2015-03-19
A brief history of fiddling with Unix directories
In the beginning (say V7 Unix), Unix directories were remarkably
non-special. They were basically files that
the kernel knew a bit about. In particular, there was no mkdir(2)
system call and the .
and ..
entries in each directory were
real directory entries (and real hardlinks), created by hand by
the mkdir
program.
Similarly there was no rmdir()
system call and rmdir
directly called unlink()
on dir/..
, dir/.
, and dir
itself.
To avoid the possibility of users accidentally damaging the directory
tree in various ways, calling link(2)
and unlink(2)
on directories
was restricted to the superuser.
(In part to save the superuser from themselves, commands like ln
and rm
then generally refused to operate on directories at all,
explicitly checking for 'is this a directory' and erroring out if
it was. V7 rm
would remove directories with 'rm -r
', but it
deferred to rmdir
to do the actual work. Only V7 mv
has
special handling for directories; it knew how to actually rename
them by manipulating hardlinks to them, although this only worked
when mv
was run by the superuser.)
It took until 4.1 BSD or so for the kernel to take over the work
of creating and deleting directories, with real mkdir()
and
rmdir()
system calls. The kernel also picked up a rename()
system call at the same time, instead of requiring mv
to do the
work with link(2)
and unlink(2)
calls; this rename()
also
worked on directories. This was the point, not coincidentally,
where BSD directories themselves became more complicated. Interestingly, even in 4.2 BSD link(2)
and
unlink(2)
would work on directories if you were root and mknod(2)
could still be used to create them (again, if you were root),
although I suspect no user level programs made use of this (and
certainly rm
still rejected directories as before).
(As a surprising bit of trivia, it appears that the 4.2 BSD ln
lacked a specific 'is the source a directory' guard and so a superuser
probably could accidentally use it to make extra hardlinks to a
directory, thereby doing bad things to directory tree integrity.)
To my further surprise, raw link(2)
and unlink(2)
continued to
work on directories as late as 4.4 BSD; it was left for other Unixes
to reject this outright. Since the early Linux kernel source is
relatively simple to read, I can say that Linux did from very early
on. Other Unixes, I have no idea about. (I assume but don't know for
sure that modern *BSD derived Unixes do reject this at the kernel
level.)
(I've written other entries on aspects of Unix directories and their history: 1, 2, 3, 4.)
PS: Yes, this does mean that V7 mkdir
and rmdir
were setuid
root, as far as I know.

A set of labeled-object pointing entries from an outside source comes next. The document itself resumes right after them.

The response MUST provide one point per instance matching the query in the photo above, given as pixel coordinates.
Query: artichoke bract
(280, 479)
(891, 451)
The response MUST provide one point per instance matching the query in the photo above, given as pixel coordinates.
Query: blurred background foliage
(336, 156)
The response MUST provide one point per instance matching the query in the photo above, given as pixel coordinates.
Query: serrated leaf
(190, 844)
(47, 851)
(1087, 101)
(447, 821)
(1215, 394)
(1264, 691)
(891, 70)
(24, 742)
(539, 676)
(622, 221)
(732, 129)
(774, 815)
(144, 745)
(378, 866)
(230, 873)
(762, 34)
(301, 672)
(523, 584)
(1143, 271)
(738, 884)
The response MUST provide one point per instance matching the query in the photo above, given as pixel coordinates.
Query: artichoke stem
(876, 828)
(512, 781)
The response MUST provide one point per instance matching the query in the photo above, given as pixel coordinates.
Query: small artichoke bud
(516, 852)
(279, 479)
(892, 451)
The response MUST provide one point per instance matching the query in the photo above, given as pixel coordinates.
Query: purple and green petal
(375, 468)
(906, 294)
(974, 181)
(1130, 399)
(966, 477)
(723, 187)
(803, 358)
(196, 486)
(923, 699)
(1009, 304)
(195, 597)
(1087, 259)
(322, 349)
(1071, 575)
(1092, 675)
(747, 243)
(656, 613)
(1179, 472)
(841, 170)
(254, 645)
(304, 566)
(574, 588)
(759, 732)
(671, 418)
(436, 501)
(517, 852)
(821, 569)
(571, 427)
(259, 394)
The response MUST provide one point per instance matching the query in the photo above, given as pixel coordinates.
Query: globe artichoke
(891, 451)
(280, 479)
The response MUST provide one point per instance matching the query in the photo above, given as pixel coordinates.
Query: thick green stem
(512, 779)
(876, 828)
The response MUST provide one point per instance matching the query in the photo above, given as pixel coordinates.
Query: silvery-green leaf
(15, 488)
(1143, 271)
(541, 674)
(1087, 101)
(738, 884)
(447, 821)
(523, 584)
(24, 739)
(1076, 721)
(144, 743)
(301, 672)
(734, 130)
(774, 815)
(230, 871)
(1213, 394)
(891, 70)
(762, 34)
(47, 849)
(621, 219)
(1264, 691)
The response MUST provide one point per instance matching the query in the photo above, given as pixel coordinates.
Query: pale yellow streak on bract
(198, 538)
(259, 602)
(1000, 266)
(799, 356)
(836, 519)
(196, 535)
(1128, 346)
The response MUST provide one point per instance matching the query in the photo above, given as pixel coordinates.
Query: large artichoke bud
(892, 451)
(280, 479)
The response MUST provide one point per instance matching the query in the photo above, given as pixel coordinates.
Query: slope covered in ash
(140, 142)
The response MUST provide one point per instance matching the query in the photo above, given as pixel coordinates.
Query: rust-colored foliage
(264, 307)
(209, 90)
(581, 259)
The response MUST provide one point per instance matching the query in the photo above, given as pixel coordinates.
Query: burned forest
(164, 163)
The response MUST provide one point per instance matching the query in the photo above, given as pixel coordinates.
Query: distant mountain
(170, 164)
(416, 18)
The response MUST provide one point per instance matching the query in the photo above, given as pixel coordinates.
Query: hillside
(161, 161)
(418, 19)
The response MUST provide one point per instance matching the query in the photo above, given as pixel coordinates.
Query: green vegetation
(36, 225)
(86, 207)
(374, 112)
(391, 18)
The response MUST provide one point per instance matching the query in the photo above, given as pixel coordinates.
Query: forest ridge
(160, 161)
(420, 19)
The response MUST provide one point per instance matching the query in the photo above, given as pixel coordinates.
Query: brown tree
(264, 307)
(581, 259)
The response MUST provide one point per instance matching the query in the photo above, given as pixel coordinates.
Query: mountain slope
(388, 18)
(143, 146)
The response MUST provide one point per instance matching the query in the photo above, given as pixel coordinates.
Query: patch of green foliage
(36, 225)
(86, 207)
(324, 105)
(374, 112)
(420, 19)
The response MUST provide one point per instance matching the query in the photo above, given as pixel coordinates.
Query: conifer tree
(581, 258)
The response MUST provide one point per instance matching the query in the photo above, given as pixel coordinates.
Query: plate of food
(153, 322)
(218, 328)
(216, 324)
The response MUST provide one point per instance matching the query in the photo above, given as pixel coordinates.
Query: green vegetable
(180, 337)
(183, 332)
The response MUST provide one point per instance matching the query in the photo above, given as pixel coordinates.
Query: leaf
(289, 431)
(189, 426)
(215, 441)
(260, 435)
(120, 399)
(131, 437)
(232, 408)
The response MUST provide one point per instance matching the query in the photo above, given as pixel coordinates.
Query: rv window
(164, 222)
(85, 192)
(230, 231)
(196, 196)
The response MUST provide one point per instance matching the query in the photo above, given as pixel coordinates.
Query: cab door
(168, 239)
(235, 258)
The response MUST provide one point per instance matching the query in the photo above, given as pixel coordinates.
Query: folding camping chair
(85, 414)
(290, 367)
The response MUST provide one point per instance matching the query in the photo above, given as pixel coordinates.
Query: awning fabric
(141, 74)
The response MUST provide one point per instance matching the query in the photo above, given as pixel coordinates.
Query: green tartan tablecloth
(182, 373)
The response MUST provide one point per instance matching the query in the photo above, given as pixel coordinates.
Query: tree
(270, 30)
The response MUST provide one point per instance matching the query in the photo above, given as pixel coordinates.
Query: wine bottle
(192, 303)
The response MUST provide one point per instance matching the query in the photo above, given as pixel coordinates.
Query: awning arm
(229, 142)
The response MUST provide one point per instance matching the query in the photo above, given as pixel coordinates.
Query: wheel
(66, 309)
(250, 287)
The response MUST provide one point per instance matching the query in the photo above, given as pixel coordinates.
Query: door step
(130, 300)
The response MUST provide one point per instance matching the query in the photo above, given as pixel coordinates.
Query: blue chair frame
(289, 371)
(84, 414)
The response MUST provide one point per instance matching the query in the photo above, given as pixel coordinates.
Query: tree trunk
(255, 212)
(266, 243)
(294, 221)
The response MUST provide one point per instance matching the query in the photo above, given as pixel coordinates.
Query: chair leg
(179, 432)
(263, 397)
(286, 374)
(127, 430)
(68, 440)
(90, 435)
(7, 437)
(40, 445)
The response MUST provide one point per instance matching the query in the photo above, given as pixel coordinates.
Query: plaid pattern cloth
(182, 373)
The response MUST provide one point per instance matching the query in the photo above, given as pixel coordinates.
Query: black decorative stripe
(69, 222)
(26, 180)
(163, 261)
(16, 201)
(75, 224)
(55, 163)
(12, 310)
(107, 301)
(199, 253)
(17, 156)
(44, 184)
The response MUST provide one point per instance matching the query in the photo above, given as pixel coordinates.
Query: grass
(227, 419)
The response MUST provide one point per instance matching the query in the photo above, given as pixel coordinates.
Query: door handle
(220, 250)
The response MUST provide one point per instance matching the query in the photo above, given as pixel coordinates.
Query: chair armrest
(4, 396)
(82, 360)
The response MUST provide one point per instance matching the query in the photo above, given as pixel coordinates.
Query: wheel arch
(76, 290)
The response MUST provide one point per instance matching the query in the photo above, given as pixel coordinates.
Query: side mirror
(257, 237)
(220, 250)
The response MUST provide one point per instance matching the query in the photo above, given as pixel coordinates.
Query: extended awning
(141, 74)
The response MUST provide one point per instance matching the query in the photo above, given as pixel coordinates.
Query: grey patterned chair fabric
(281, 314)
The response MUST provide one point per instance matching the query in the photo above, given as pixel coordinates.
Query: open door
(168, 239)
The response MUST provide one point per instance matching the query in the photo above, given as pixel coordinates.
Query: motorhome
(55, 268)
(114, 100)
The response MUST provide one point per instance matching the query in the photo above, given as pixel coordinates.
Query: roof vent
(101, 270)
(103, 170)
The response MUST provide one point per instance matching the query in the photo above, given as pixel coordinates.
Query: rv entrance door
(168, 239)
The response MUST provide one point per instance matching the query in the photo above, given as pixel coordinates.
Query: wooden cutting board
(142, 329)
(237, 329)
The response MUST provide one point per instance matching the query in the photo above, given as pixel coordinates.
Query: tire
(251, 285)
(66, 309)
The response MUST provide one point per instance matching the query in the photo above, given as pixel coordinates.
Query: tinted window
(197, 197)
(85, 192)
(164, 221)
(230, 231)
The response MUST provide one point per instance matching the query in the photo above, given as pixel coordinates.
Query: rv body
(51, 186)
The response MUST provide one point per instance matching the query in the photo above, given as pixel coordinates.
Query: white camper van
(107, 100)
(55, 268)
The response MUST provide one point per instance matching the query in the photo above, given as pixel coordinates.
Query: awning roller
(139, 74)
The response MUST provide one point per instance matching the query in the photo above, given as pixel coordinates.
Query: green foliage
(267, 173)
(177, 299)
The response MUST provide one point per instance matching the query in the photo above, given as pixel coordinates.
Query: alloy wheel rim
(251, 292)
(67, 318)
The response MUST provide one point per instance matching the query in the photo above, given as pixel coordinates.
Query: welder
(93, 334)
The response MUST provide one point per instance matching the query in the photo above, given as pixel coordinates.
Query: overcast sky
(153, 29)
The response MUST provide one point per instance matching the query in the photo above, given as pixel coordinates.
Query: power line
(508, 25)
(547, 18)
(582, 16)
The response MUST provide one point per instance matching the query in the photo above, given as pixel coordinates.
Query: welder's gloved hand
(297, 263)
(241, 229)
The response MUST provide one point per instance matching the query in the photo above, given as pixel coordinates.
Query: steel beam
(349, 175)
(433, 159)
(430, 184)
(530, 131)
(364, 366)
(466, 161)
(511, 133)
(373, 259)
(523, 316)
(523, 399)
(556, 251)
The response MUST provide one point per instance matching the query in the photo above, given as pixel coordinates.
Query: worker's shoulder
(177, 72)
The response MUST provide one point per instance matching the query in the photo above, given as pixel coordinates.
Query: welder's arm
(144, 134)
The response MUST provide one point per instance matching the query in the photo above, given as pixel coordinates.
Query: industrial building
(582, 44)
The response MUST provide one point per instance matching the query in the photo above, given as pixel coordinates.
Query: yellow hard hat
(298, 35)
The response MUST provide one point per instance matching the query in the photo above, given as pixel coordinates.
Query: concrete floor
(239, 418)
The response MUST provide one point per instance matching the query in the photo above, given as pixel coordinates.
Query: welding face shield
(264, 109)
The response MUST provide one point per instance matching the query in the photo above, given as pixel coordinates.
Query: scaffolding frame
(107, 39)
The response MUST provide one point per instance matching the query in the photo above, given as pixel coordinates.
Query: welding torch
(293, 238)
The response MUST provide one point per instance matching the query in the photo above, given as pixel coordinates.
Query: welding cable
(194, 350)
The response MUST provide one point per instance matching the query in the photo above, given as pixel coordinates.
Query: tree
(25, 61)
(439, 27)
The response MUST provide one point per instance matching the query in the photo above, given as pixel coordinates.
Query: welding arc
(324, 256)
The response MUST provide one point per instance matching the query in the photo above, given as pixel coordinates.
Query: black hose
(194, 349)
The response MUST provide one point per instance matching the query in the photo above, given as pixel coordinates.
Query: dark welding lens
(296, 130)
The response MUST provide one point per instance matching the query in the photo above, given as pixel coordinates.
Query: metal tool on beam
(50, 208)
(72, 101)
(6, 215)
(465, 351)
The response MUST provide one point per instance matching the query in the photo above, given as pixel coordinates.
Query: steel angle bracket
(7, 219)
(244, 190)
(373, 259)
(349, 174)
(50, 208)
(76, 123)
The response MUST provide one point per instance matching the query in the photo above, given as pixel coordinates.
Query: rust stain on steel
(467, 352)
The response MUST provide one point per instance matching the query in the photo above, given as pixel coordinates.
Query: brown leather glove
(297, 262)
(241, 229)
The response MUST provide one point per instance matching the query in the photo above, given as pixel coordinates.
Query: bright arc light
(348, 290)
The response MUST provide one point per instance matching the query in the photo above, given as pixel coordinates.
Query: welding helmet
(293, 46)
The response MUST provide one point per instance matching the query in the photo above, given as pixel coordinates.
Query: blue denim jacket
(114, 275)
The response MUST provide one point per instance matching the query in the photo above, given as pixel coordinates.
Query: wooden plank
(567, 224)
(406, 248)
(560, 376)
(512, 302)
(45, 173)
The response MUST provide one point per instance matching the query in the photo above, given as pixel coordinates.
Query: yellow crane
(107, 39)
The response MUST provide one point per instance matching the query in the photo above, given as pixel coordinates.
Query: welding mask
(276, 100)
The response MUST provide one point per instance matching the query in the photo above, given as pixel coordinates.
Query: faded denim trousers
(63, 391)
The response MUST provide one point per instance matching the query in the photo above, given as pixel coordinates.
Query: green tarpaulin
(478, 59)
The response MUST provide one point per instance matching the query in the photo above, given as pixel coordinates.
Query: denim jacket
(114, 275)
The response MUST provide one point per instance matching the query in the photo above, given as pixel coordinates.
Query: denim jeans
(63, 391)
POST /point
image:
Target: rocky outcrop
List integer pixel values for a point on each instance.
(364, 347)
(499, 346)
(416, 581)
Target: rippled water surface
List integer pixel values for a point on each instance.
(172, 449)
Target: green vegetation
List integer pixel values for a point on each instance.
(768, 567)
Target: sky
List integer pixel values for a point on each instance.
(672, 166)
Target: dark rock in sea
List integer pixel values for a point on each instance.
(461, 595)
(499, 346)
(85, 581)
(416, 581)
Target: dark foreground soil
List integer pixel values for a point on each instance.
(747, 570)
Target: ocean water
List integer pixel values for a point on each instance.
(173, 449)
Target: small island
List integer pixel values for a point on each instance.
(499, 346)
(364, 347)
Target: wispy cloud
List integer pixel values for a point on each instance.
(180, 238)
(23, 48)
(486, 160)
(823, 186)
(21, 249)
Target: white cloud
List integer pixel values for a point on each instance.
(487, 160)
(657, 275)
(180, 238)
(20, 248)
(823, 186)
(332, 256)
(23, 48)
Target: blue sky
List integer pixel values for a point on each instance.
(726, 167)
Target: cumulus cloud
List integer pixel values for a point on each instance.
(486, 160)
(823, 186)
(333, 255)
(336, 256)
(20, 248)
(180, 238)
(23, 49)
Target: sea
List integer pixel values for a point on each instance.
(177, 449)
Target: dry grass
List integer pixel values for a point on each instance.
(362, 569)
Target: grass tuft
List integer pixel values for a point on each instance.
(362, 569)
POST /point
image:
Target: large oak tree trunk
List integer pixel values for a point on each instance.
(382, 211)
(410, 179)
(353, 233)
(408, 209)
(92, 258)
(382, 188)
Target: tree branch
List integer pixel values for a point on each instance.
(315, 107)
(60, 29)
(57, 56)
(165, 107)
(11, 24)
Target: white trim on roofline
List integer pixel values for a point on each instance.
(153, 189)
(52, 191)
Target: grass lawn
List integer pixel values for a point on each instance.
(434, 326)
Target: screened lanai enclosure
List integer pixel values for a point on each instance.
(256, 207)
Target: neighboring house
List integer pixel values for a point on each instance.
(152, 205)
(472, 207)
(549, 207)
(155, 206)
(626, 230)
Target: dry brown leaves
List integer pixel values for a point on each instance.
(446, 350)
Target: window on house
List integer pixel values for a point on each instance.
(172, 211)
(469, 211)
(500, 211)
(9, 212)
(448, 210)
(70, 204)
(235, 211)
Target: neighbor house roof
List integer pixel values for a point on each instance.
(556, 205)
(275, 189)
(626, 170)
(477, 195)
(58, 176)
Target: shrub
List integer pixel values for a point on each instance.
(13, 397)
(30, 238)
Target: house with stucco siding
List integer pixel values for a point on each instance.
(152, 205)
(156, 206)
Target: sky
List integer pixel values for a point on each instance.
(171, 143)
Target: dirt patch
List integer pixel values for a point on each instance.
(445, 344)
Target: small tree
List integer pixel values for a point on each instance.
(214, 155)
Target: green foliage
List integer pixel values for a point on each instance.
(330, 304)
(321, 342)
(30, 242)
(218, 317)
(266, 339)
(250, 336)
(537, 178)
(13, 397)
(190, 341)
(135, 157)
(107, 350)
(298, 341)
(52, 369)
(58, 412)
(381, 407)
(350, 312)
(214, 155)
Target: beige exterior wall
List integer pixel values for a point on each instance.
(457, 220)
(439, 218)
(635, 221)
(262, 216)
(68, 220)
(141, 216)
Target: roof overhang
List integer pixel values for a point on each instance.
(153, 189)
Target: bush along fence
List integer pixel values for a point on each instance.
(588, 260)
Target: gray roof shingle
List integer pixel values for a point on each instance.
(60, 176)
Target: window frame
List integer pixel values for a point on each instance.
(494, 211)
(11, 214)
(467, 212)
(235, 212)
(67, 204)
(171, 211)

They did do their own permission checking
in a perfectly V7-appropriate way, but in general, well, you really
don't want to think too hard about V7, directory creation and
deletion, and concurrency races.
In general and despite what I say about it sometimes, V7 made decisions that were appropriate for its time and its job of being a minimal system on a relatively small machine that was being operated in what was ultimately a friendly environment. Delegating proper maintenance of a core filesystem property like directory tree integrity to user code may sound very wrong to us now but I'm sure it made sense at the time (and it did things like reduce the kernel size a bit).